George Zimmerman, a neighborhood watch volunteer, was found not guilty by a Florida jury in the 2012 shooting death of Trayvon Martin, an unarmed black teenager.
"They simply never had an overwhelming case," Kendall Coffey, a former US attorney in Miami, said in a phone interview. "Only one participant survived the killing and he claimed self-defence. These are never easy cases."
A not-guilty verdict is likely to trigger a fierce debate over self-defence laws, Marcellus McRae, a former federal prosecutor now at Gibson, Dunn & Crutcher LLP in Los Angeles, said in a phone interview before the jury's decision.
"What's this suggesting?" McRae said. "Can all of us basically deputise ourselves, questioning people we think are suspicious?"
you may be wondering what this has to do with cycling. the answer is: it holds some strong clues about why we struggle to get justice for cyclists on the road. there are striking parallels with attempts to prosecute motorists who have struck cyclists, namely:
- a unique US culture of gun ownership and use which has normalised such behaviour, where it would be seen as outrageous and unjustified in others - such as in australia.
- this is similar to our motoring-centric culture, in which the act of striking and killing or seriously injuring a cyclist is broadly seen as normal, in that the motorist tends to be perceived as just going about their everyday business, only that a cyclist happened to get killed or maimed in the process.
- the victim being a part of a minority which is broadly viewed with suspicion. trayvon martin caught the attention of george zimmerman while simply walking down the street after buying a bag of Skittles. it was not likely the skittles which caught his attention.
- misunderstanding or disrespect for cyclists' rights to use roads has similarly been associated with a broad lack of sympathy for them, when injured in collisions with motor vehicles.

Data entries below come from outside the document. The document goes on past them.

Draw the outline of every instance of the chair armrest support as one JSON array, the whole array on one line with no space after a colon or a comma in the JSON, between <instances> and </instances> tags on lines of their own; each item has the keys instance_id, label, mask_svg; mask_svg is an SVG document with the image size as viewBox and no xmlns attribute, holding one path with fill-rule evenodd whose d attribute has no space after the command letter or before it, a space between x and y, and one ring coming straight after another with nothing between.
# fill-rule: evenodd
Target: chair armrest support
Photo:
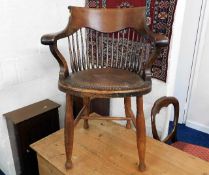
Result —
<instances>
[{"instance_id":1,"label":"chair armrest support","mask_svg":"<svg viewBox=\"0 0 209 175\"><path fill-rule=\"evenodd\" d=\"M142 72L142 78L144 79L144 81L151 81L152 73L151 73L151 69L150 68L146 68Z\"/></svg>"},{"instance_id":2,"label":"chair armrest support","mask_svg":"<svg viewBox=\"0 0 209 175\"><path fill-rule=\"evenodd\" d=\"M151 124L153 138L160 141L160 137L156 128L156 115L160 112L163 107L168 107L170 104L174 106L174 128L171 133L162 142L176 141L177 125L179 119L179 102L175 97L161 97L155 101L151 111Z\"/></svg>"},{"instance_id":3,"label":"chair armrest support","mask_svg":"<svg viewBox=\"0 0 209 175\"><path fill-rule=\"evenodd\" d=\"M161 52L161 49L163 47L168 46L169 39L165 35L162 34L156 34L149 30L149 28L145 28L145 31L149 37L151 37L152 40L155 42L156 48L152 51L152 54L146 64L145 68L151 68L155 60L157 59L158 55Z\"/></svg>"},{"instance_id":4,"label":"chair armrest support","mask_svg":"<svg viewBox=\"0 0 209 175\"><path fill-rule=\"evenodd\" d=\"M60 51L57 48L57 44L49 45L50 51L53 54L53 56L56 58L57 62L60 66L60 72L59 72L59 79L64 79L67 76L69 76L68 66L67 62L64 58L64 56L60 53Z\"/></svg>"}]
</instances>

and the most important one:
- a justice system which has institutionalised protections for shooters. the defence of zimmerman's acquittal has mostly been around "the justice system took its course - justice is blind". but justice is not blind. it may or may not be in the courtroom, but the protections put in place which govern how courts adjudicate over such cases certainly are not. they place very little onus on shooters to defend their actions. this makes securing a conviction difficult.
- most or all of the above apply to cycling. in recent prosecutions of drivers who have killed or injured cyclists, the courts have been unable to compel the drivers to substantially defend the standard of their driving. all that was necessary for the defence was to cast doubt on whether the cyclist may have been negligent.

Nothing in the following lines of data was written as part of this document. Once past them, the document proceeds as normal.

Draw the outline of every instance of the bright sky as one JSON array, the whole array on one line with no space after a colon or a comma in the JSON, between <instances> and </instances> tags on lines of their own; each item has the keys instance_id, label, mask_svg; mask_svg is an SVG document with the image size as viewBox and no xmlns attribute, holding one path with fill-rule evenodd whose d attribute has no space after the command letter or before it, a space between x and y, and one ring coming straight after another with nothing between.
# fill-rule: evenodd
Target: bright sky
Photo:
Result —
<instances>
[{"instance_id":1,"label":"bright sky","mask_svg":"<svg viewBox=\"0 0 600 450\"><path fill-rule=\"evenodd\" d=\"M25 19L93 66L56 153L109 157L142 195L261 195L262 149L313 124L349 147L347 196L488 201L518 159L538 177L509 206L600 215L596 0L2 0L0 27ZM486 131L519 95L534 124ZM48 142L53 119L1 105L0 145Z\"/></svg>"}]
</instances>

most reasonable people will look at the Zimmerman case and shake their heads, wondering how this guy was allowed to walk free. cyclists in Australia do the same thing, in cases against what appear to be very straightforward examples of dangerous driving resulting in serious injury or death to cyclists. justice should not be about complex legal principles and clever lawyers turning black into white - it should be about upholding community standards of behaviour.

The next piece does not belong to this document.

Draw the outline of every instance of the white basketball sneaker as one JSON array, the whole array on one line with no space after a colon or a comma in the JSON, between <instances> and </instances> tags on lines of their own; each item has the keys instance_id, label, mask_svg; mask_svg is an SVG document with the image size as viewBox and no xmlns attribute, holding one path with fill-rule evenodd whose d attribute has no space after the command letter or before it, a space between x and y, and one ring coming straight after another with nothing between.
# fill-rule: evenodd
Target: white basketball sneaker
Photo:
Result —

the crucial point in all of the above points is that the relevant standards of behaviour - the defensible use of firearms or operation of a motor vehicle - are set well before these cases go to court. so long as the law fails to deliberately and explicitly impose higher standards of behaviour - on the use of firearms in the US or drivers in australia (and elsewhere) - prosecutors will continue to be forced to undertake prosecutions with one hand tied behind their back.
people will say "the court followed due process, justice was served" but justice is not served when the court or legal process is wrong in the first place.